Элли открыла глаза. Она не села сразу, а замерла, вслушиваясь в тишину, пытаясь поймать эхо того звука. Мурка тоже подняла голову, насторожив уши, её глаза в темноте блеснули двумя зелёными угольками.

Минуту стояла полная тишина. Элли уже было подумала, что ей почудилось, что это просто отголосок какого-то ночного кошмара. Но тут стук повторился. Уже настойчивее. И следом – тихий, детский всхлип.

Сердце Элли забилось чаще. Никто из местных не стал бы будить пекаршу глубокой ночью. Не та была у них воспитанность. Да и стук был слишком жалобным, слишком беспомощным.

Она бесшумно спустила ноги с кровати, нащупала мягкие домашние тапочки и накинула на плечи большой шерстяной платок – ночь была прохладной. Взяв с тумбочки маленькую свечу в медном подсвечнике, она чиркнула о коробок спичкой. Огонёк вспыхнул, осветив её встревоженное лицо и часть комнаты, отбросив на стены гигантские, пляшущие тени.

Лестница скрипела под её ногами громче, чем днём, каждый звук казался предательским. Она приоткрыла дверь в пекарню. Большое помещение было погружено в кромешную тьму, лишь слабый лунный свет серебрил край большого стола и бликовал на медных крышках кастрюль. Воздух был насыщен спящими запахами – тестом, древесиной, тлением.

Стук раздался снова. Теперь она поняла – он доносился снаружи, от задней двери, что вела в маленький дворик, где хранились дрова и стоял колодец.

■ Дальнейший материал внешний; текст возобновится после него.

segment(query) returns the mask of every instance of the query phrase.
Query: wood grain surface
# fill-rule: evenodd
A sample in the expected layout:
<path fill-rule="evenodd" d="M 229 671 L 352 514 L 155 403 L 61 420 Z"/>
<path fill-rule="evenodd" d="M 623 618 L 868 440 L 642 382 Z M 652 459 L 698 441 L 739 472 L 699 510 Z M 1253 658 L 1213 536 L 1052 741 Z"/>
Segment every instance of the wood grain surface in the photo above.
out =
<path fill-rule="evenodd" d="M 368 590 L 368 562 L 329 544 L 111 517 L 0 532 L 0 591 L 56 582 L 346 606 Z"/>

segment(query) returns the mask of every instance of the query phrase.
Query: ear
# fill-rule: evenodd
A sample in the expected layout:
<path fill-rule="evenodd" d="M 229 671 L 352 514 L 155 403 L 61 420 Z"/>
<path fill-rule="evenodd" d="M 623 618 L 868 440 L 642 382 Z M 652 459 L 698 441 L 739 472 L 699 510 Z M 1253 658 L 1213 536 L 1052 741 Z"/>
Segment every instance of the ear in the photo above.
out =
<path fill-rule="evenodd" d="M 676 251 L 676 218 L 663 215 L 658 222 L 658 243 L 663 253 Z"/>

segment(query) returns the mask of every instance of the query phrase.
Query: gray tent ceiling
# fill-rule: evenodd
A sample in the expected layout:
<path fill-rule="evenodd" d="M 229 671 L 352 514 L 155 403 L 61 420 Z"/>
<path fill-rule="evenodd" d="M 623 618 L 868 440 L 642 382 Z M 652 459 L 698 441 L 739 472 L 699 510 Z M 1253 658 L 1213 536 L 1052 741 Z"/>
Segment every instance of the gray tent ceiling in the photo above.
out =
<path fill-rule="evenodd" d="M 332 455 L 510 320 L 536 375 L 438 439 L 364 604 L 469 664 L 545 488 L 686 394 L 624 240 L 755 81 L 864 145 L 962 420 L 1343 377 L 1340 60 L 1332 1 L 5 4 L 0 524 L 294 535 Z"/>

Элли медленно, стараясь не шуметь, прошла через тёмную пекарню, свободной рукой придерживаясь за знакомые предметы. Рука её дрожала, и пламя свечи колебалось, разбрасывая по стенам тревожные блики. Она приложила ухо к прочной, дубовой двери. Снаружи было тихо. Слишком тихо. Даже сверчок затих.

– Кто там? – тихо, почти шёпотом, спросила она.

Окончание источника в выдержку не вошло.